Investigación en movimiento

Ciencia e investigación de la UNLa

El tatuaje como sacralización

Cuando hacemos referencia a la relación entre la tinta y la política suele ser para hablar de la prensa o del mundo editorial y su relación con el poder. Esta vez quiero centrar la reflexión en aquellos casos en los que el soporte de la tinta es la piel de militantes políticos.

La práctica del tatuaje es tan milenaria como actual y, además, está esparcida a lo largo del mundo; de los maoríes de la polinesia a las maras de El Salvador, de la tapa de un disco de los Rolling Stones a la mafia rusa, de los campos de concentración a los horimono del Japón. Dada esta diversidad, en este texto voy a desarrollar algunas reflexiones en base a la observación de tatuajes «políticos». A los fines de este escrito considero como políticos todos aquellos tatuajes que representen a un personaje, un acontecimiento o un símbolo relativo a la constitución identitaria de un grupo.

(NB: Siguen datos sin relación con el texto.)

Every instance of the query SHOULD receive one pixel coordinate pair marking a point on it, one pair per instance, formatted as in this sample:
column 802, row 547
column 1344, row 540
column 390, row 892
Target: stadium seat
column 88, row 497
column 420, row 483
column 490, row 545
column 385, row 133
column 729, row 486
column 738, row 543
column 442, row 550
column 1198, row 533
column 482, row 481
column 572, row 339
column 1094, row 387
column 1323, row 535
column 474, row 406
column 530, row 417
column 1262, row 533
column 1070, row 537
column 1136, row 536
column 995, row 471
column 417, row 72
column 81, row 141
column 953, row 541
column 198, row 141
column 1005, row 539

En este artículo propongo pensar a los tatuajes como una forma de materializar un juramento, como la expresión de algo fundamental para la constitución de la identidad de las personas y de los grupos. Esto me lleva a concebir a los tatuajes políticos como prácticas de sacralización. Con este concepto busco designar, con Eloisa Martin (2007), «los diversos modos de hacer sagrado, de inscribir, personas, lugares, momentos, en esa textura diferencial del mundo habitado» (ibid. p. 77). Desde luego, esta operación parte de una comprensión de lo sagrado que no lo concibe como una sustancia, sino como parte de un proceso en el que distintas identidades pugnan por su institución. En este respecto, sigo punto por punto el enfoque sociológico de Roger Caillois cuando sostiene que:

Se emplea con razón la palabra «sagrado» fuera del terreno propiamente religioso para designar aquello a lo que cada uno consagra lo mejor de su ser, lo que cada uno considera como valor supremo, lo que venera y a lo que sacrificaría incluso su existencia. Ésa es, en efecto, la piedra de toque decisiva que, en cada caso de incredulidad, permite establecer la división entre lo sagrado y lo profano. Entonces es sagrado el ser, la cosa o la noción por la cual el hombre interrumpe toda su conducta, lo que no consiente en discutir, ni permite que sea objeto de burlas ni bromas, lo que no renegaría ni traicionaría a ningún precio. (Caillois, 2006, p. 142)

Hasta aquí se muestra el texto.